All three vehicles will have a sat-nav fitted as standard, which can be used to alert the driver to the nearest available charging station when required.

Steve Farnworth, Assistant Director of Operational Support said: “These vehicles have an excellent range as the cars are capable of up to 256 miles when they are fully charged.

“Our solo response cars complete around 39 miles per day on average, meaning one charge should last a full 12-hour shift without the need to charge again.

“This means these life-saving vehicles can spend more time on the road to be able to respond to patients who need us in an emergency.”

The introduction of these electric vehicles threads into our wider and ongoing commitment to reach net zero carbon emissions we control directly at EMAS by 2040.

Cara Turton-Chambers, Sustainability Manager at EMAS said: “The climate emergency is also a health emergency, with a changing climate increasing the demand for the services provided by EMAS and the wider NHS.

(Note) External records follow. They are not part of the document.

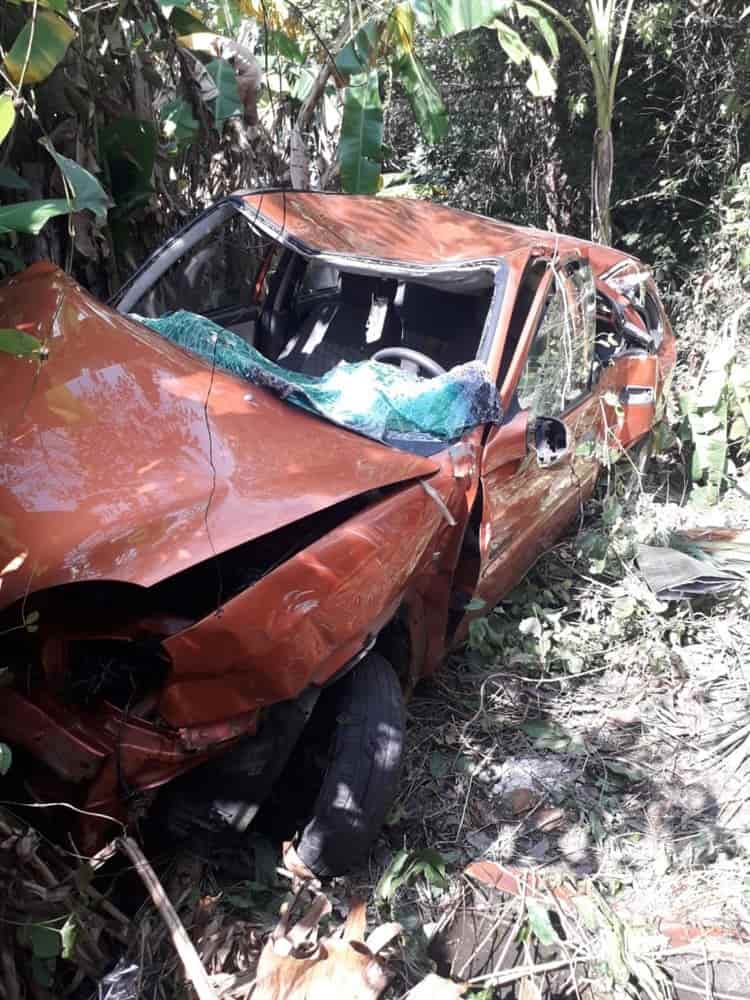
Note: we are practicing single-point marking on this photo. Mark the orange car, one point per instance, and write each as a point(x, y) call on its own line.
point(281, 471)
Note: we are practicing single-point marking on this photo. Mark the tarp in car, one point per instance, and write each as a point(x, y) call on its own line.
point(375, 399)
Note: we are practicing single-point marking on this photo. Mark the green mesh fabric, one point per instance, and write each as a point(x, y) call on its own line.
point(378, 400)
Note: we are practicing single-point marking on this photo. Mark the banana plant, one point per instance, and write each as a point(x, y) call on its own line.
point(388, 41)
point(602, 49)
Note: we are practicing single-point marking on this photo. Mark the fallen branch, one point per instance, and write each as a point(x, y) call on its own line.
point(192, 964)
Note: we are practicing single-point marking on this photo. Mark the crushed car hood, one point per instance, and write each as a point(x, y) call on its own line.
point(126, 458)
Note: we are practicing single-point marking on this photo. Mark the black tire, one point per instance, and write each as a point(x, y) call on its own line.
point(363, 771)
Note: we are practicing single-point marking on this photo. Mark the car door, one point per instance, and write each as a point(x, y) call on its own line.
point(533, 484)
point(632, 373)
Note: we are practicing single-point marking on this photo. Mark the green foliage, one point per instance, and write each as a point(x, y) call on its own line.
point(32, 216)
point(716, 412)
point(37, 52)
point(7, 115)
point(227, 103)
point(19, 344)
point(11, 180)
point(360, 147)
point(129, 147)
point(85, 190)
point(406, 867)
point(540, 924)
point(178, 124)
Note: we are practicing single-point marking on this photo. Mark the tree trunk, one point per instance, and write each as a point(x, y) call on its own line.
point(601, 186)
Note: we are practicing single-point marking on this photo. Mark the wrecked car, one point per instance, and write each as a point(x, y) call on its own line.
point(307, 442)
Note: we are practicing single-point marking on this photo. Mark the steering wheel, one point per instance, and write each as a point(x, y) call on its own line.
point(432, 368)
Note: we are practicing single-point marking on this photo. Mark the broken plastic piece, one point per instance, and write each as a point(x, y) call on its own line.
point(673, 575)
point(375, 399)
point(121, 983)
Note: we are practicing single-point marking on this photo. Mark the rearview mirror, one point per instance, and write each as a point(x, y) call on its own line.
point(550, 439)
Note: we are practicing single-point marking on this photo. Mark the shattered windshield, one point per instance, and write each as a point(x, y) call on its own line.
point(378, 400)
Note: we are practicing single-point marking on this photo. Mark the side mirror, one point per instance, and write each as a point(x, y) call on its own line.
point(550, 439)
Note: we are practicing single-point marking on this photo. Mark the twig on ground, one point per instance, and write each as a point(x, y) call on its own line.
point(184, 947)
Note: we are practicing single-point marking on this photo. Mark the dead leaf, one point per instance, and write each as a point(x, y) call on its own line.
point(295, 965)
point(434, 987)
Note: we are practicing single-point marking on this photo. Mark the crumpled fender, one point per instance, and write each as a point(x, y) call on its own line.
point(306, 619)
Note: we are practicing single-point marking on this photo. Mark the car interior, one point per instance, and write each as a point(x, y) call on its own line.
point(308, 316)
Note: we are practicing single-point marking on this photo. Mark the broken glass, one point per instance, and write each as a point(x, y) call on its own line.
point(375, 399)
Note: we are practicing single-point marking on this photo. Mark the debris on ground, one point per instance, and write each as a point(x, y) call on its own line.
point(52, 914)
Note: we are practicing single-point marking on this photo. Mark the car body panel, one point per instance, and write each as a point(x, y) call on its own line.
point(125, 458)
point(129, 460)
point(402, 230)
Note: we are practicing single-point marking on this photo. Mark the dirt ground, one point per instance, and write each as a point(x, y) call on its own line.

“Therefore, we welcome these zero-emission cars as we recognise their importance in reducing the negative health impacts caused by air pollution and helping us reach net zero.

“It’s great to see that our EV A&E fleet is expanding, as it shows a positive step in the right direction towards us recognising and utilising this innovative technology, allowing us to be at the forefront to deliver sustainable care.

“We have recently formalised our Net Zero Steering Group at EMAS, which has executive representation from each trust directorate to ensure strategic leadership and commitment to meet our net zero goals.”